Leilão de privatização, em 12 de dezembro, da Companhia Energética do Rio Grande do Norte (Cosern), adquirida por consórcio formado pela Companhia de Eletricidade do Estado da Bahia (Coelba), pela holding Guaraniana S.A. (controladora da Coelba), e pela Uptick Participações.
Constituição da Centrais Geradoras do Sul do Brasil (Gerasul) como subsidiária da Centrais Elétricas Brasileiras S.A (Eletrobras), em decorrência da cisão da Centrais Elétricas do Sul do Brasil (Eletrosul), realizada com base na Medida Provisória nº 1.531, de outubro do mesmo ano, que autorizou a União a promover a reestruturação da Eletrobras e suas empresas controladas de âmbito regional.
A Gerasul incorporou os ativos de geração da Eletrosul, compostos por três hidrelétricas (Salto Santiago, Salto Osório e Passo Fundo), três termelétricas (Complexo Jorge Lacerda, Charqueadas e Alegrete) e três empreendimentos em fase de construção (hidrelétricas de Itá e Machadinho e termelétrica de Jacuí).
Apresentação, ao Ministério de Minas e Energia (MME), do relatório final do consórcio liderado pela empresa britânica Coopers & Lybrand, contratado para auxiliar o governo federal na elaboração do novo marco regulatório do setor elétrico.
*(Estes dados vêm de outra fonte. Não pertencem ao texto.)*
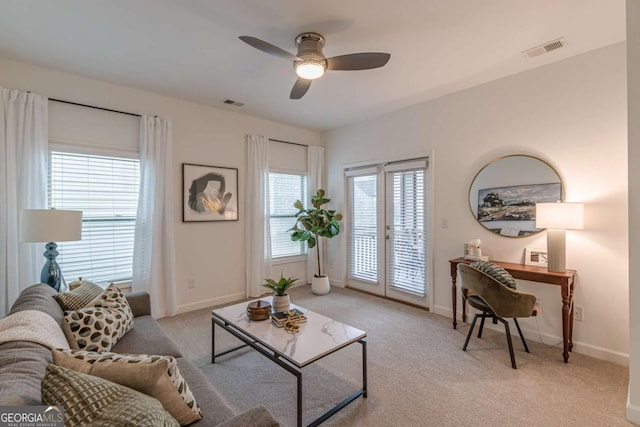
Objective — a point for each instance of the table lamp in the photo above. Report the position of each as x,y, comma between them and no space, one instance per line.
556,218
50,225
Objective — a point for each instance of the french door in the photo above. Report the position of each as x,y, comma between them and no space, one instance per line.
388,230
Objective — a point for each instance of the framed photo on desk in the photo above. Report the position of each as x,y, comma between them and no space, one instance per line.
535,256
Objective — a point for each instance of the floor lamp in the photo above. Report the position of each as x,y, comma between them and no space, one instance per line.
50,225
556,218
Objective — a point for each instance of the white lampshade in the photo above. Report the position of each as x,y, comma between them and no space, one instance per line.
565,216
50,225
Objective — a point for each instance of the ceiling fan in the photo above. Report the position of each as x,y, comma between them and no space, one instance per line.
310,63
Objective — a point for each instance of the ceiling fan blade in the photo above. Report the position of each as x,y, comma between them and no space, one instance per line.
358,61
300,87
268,48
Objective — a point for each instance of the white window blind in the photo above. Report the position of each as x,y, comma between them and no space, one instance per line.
406,254
284,190
363,233
105,189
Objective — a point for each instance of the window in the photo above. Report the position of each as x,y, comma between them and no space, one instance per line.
105,189
284,190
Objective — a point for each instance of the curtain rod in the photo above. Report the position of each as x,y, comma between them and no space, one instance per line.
287,142
93,106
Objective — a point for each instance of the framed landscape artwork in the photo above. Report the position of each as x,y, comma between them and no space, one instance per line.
516,203
209,193
534,256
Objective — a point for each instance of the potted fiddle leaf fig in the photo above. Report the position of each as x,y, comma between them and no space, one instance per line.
311,225
281,300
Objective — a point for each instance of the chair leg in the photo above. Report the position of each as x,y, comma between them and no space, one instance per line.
484,315
508,332
521,336
473,323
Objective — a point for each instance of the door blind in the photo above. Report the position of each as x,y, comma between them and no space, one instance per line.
363,231
105,189
407,246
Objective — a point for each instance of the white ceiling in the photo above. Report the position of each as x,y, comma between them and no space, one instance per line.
190,49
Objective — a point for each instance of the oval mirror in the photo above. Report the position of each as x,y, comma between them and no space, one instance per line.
503,195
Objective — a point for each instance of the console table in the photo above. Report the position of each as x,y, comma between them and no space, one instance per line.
565,280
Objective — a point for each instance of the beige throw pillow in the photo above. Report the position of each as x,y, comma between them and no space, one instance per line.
156,376
79,297
96,402
99,325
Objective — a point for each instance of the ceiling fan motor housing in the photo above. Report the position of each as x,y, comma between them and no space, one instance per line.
310,47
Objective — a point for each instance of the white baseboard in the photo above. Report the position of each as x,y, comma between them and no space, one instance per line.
337,283
601,353
185,308
633,412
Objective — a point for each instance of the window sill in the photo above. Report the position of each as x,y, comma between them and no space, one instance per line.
289,259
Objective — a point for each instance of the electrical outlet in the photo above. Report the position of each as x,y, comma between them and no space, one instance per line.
539,306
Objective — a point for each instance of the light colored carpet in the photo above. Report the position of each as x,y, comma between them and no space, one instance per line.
418,374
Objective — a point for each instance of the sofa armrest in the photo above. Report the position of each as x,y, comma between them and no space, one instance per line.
258,416
140,303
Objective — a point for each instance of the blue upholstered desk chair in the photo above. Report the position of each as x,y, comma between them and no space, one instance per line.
496,301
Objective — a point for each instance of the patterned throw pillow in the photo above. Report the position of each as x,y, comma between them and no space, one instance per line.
93,401
79,297
99,325
495,271
156,376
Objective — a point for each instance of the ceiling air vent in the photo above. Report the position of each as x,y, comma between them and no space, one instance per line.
232,102
544,48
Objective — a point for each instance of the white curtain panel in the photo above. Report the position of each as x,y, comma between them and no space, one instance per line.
258,232
315,181
23,185
153,250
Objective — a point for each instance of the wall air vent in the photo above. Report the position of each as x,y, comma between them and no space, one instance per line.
232,102
544,48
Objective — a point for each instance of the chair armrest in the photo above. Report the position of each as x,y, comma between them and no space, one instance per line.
140,303
257,416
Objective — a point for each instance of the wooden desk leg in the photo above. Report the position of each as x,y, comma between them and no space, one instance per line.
571,317
566,320
454,299
464,309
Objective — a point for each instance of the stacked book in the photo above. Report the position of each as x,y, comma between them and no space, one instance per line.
293,315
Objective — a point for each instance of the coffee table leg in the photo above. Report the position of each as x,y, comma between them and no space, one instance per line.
364,367
213,341
299,398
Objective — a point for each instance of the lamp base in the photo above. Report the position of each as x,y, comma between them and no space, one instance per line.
51,274
556,250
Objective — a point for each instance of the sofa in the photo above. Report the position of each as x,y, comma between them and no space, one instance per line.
23,363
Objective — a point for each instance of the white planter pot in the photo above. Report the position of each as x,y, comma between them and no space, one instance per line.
280,303
320,285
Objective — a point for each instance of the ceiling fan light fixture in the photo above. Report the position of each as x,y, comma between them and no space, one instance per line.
310,70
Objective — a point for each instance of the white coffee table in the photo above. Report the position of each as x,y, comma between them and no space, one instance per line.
318,337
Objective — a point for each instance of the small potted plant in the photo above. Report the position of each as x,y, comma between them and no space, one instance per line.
281,299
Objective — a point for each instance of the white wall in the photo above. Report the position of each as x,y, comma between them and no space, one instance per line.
633,72
571,114
212,253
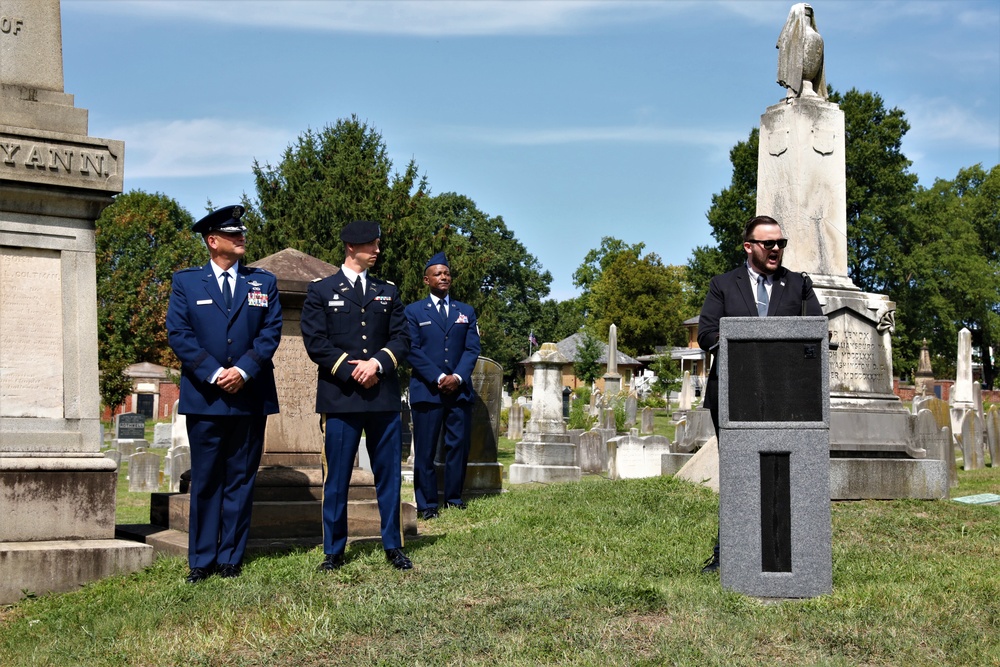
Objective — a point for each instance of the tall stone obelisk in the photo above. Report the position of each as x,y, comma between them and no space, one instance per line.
801,182
57,490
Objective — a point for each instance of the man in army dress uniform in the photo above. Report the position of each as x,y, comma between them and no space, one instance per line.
354,329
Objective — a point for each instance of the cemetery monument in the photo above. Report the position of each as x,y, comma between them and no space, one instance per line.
56,487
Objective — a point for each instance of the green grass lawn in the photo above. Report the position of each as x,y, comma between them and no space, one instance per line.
591,573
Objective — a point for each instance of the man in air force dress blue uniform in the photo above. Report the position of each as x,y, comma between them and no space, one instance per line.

O relatório propunha a segregação da indústria de energia elétrica em quatro atividades distintas (geração, transmissão, distribuição e comercialização), a criação do Mercado de Atacado de Energia (MAE) e de uma nova entidade que teria como atribuição administrar os sistemas elétricos interligados, substituindo o Grupo Coordenador para Operação Interligada (GCOI), e que seria denominada Operador Nacional do Sistema Elétrico (ONS).